Throughout the 18th and 19th centuries many colonial wars were waged with the original inhabitants of colonial territories, and Australia was no exception. The violent conflicts between the European settlers and the Aboriginal population left deep scars, with consequences that can still be felt today.
Throughout the gallery space, various videos of speakers and actors discussing nationalism and racism dissolve into a cacophony of sound. In a floor installation, red, orange, black and brown golf balls form the word CLUB - a reference to how land sacred to Indigenous Australians has made way for luxury golf courses.
Another work features T-shirts bearing the words 'F**k off We're Full', taken from comments made by white Australians about refugees, even as white Australians themselves are recent inhabitants of a land occupied by Aborigines for over 40 thousand years.

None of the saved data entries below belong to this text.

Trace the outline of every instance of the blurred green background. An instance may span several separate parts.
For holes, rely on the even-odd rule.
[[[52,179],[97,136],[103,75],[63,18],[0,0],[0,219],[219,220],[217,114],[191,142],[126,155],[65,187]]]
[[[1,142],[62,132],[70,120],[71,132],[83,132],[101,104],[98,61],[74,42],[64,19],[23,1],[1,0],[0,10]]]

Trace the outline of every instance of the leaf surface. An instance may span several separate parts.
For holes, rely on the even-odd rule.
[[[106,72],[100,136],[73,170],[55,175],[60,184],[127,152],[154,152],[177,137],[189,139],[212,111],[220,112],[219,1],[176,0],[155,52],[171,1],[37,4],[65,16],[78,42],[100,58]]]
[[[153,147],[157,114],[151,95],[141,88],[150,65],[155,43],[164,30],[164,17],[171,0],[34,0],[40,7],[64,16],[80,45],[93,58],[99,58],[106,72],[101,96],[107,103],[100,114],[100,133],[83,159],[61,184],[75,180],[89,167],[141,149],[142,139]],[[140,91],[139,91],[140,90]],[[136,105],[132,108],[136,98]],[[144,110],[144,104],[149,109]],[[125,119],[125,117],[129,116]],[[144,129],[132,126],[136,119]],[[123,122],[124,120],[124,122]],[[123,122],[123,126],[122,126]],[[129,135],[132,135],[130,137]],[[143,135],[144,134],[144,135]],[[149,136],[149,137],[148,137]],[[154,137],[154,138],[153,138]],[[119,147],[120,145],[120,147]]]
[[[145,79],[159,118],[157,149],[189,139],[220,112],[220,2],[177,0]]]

Douglas and Geczy are very critical of imposed symbols such as the Australian flag and the national anthem. Both are known for their outspoken political opinions and activist works, and in BOMB they do away with the often romanticised, mass-marketed image of Australia and Aboriginal culture.
About Blak Douglas (aka Adam Hill)
Blak Douglas is an artist and graphic designer whose work often engages with contemporary Australian politics. A constantly recurring theme in his work is the idea of authenticity and what it means in contemporary Aboriginal society. He is known mainly as a painter, but his oeuvre is very broad, including sculpture, photography and community art projects.
About Adam Geczy
Adam Geczy is an artist as well as a critic, art theorist and educator. His work is dominated by installation, video and performance, but he also exhibits drawings and photography that deal with cultural and political confrontations. His work is regularly shown in Australia and Europe, and he has collaborated closely with Adam Hill for five years.
BOMB will be on show at the AAMU, the only museum in Europe that focuses entirely on contemporary Australian Aboriginal art, until 5 January 2014.